Overview
Introduction
Risen.JS is a framework for building event-driven, efficient, and scalable non-blocking Node.JS server-side applications. It uses ES6+ JavaScript and combines elements of OOP (Object Oriented Programming) and FP (Functional Programming).
Internal Architecture
At its core, this library adopts a message-based architecture that allows the decoupling of producers and consumers of messages, both in time and space. This has a lot of benefits:
- producers and consumers can run on different machines
- producers and consumers can run at different times
- producers and consumers can run on different hardware/software platforms (they only need to understand the same message protocol)

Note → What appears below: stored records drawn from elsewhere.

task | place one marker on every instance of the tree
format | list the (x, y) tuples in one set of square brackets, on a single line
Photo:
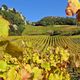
[(5, 7)]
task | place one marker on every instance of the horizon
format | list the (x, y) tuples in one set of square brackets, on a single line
[(35, 10)]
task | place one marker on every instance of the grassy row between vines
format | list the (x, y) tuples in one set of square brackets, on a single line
[(50, 57)]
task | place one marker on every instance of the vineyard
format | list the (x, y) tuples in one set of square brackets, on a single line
[(42, 42), (51, 57)]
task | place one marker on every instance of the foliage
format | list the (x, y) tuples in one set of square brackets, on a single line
[(4, 27), (15, 18), (34, 65)]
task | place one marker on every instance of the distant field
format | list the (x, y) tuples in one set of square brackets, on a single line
[(41, 42), (45, 30)]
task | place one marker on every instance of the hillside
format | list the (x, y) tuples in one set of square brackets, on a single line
[(53, 30)]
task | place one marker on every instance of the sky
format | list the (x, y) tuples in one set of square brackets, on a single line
[(34, 10)]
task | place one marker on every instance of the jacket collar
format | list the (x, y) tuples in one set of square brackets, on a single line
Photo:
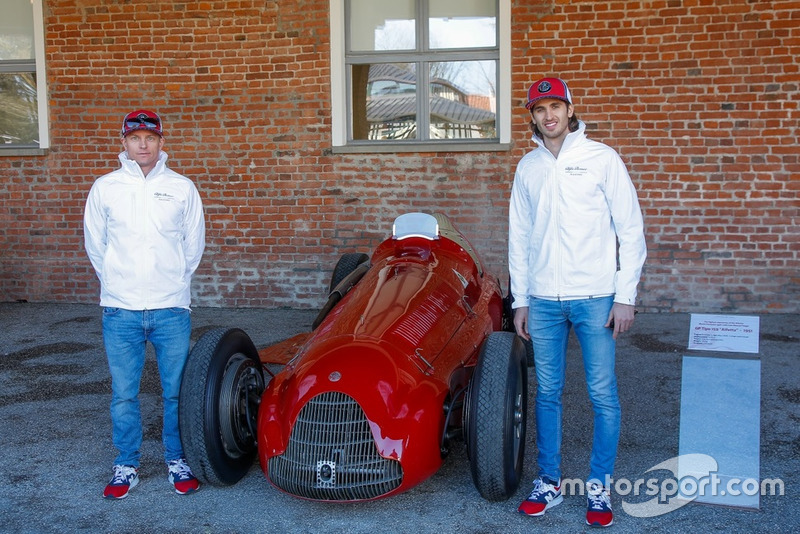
[(131, 167)]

- it's easy to coordinate multiple producers/consumers (e.g. for compute-intensive jobs that need multiple machines)
- higher stability when services are temporarily unavailable (e.g. when doing order processing, using a messaging system can help avoid "dropping" orders)
Additional Libraries
Under the hood, Risen.JS makes use of the well-known and robust Express HTTP(s) package, Quick-DB for long term persistent storage, and the native child process feature in Node.JS. The library also uses Babel to support runtime transpilation of ES6+ code.
Risen.JS provides a level of abstraction above these frameworks but also exposes their APIs directly to the developer. This allows for easy use of the myriad third-party modules, packages, and middleware’s which are available for each platform.

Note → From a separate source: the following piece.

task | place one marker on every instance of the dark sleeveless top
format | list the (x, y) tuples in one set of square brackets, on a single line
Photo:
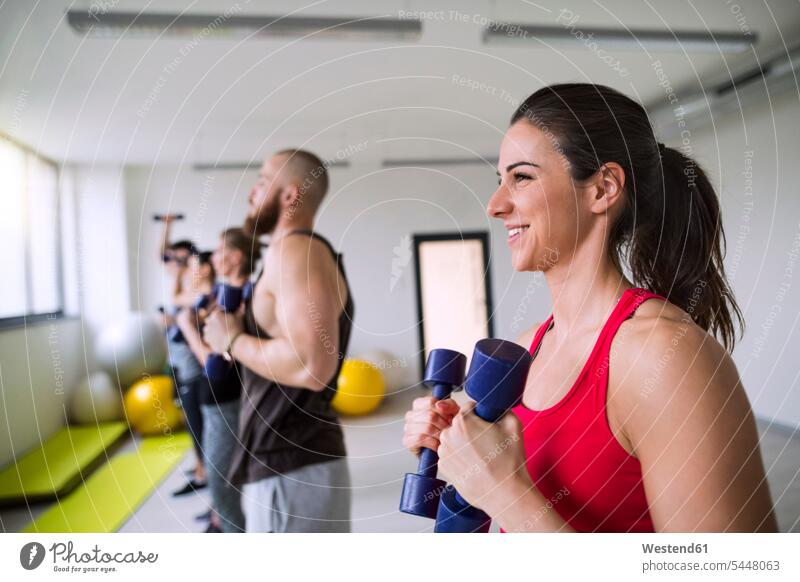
[(283, 428)]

Because the "services" you will create run as independent Node.JS processes, this means you can build microservices utilizing the tens of thousands of NPM packages that currently exist and are added every day. Simply put anything you can do in Node.JS, you can build a microservice to do for you.
Use Cases
From inserting and retrieving data from a separate external database (e.g. Redis) to a service that converts images. It’s even possible to use this framework alongside server-side rendering, the possibilities are endless!
In the cases of an operation which blocks the service thread, you can use cluster
within the service to offload work onto another thread, ensuring your service remains asynchronous.